Alita: Battle Angel is a 2019 cyberpunk action film directed by Robert Rodriguez and co-produced by James Cameron through his production company Lightstorm Entertainment and 20th Century Fox. It is based on the Gunnm manga (later known as Battle Angel Alita) by Yukito Kishiro.
In the year 2563, 300 years after a war known as “The Fall,” scientist and medical professional Dr. Dyson Ido (Christoph Waltz) finds a dismembered cyborg with an intact brain in a scrapyard below the last sky city Zalem. He rebuilds her and when she reveals she has no memory, he names her Alita (Rosa Salazar), after his deceased daughter. She meets Hugo (Keean Johnson), a young punk who is secretly stealing parts from cyborgs for a man named Vector (Mahershala Ali) who runs a deadly cybernetic sport called Motorball. She soon discovers she has a natural talent for a forgotten Martial Arts style “Panzer Kunst.” This causes Alita to explore her roots and, despite objections from Dr. Ido, she soon becomes a ‘hunter warrior’ bounty hunter and later a player in Motorball which earns the attention of Vector and a vicious cyborg named Grewishka (Jackie Earle Haley) who want her cybernetic heart since it is forgotten technology.

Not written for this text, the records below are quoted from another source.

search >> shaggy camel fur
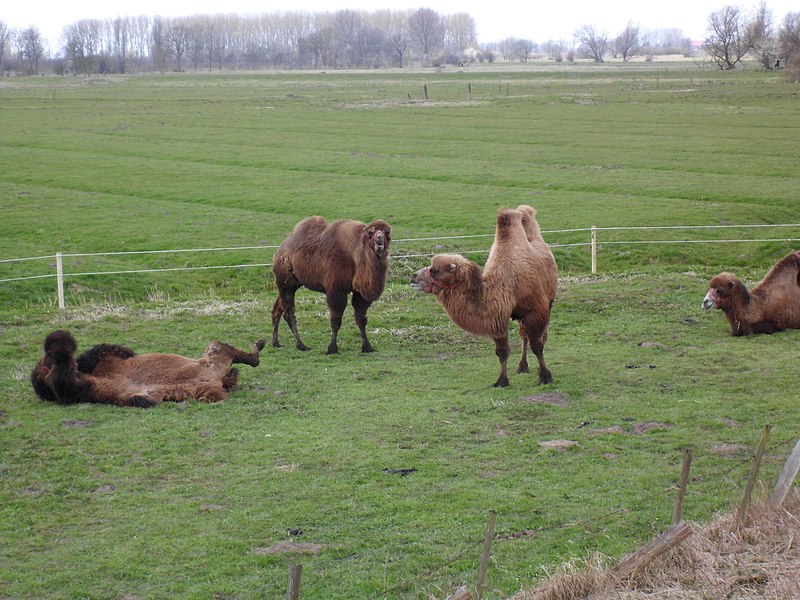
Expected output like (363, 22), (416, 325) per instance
(31, 330), (265, 408)
(703, 252), (800, 335)
(272, 217), (391, 354)
(411, 205), (558, 387)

Since I am unfamiliar with the manga, I cannot compare it in that sense. As a movie, I definitely enjoyed it. While the violence was a bit brutal at times, I found the characters interesting, the world well-developed, and the special effects were spot on. The movie did have a lot to stuff in and it felt like several convenient plot points or “MacGuffins” were used to explain away logic concerns in the plot.

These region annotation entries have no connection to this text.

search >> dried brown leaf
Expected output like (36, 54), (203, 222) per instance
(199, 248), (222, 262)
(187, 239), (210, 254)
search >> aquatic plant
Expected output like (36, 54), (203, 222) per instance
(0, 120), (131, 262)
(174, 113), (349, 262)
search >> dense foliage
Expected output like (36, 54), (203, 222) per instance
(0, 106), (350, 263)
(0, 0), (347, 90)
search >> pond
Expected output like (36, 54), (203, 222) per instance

That being said, the film did a good job of setting up its world. It is one of the best cyberpunk aesthetics I have seen in a movie. The sets, though I know were developed with a lot of CGI, looked like an incredible dystopian future. Rodriguez does a good job of crafting the narrative and building the backdrop.
I also want to praise Rosa Salazar. She is incredible as Alita and portrays the character in an excellent fashion. A few critics complained that Alita is a Mary Sue. Clearly, they fell asleep during the movie and needed to write something. She goes through struggles in every manner of form. While she does have a natural prowess for warrior skills, both her victories and defeats are not without consequence physically as well as emotionally and with Salazar in the role, she delivers on every level.
I would like to note that this is one of the final films 20th Century Fox before their acquisition by the Walt Disney Company. It definitely represents an end of an era. I am curious to see where Lightstorm Entertainment will take the franchise with James Cameron hinting at a trilogy.
Bottom line, this is an enjoyable and entertaining science fiction flick with a dynamite performance by its protagonist with an interesting cyberpunk, dystopian backdrop for its main plot.
FAVORITE QUOTE: I do not standby in the presence of evil!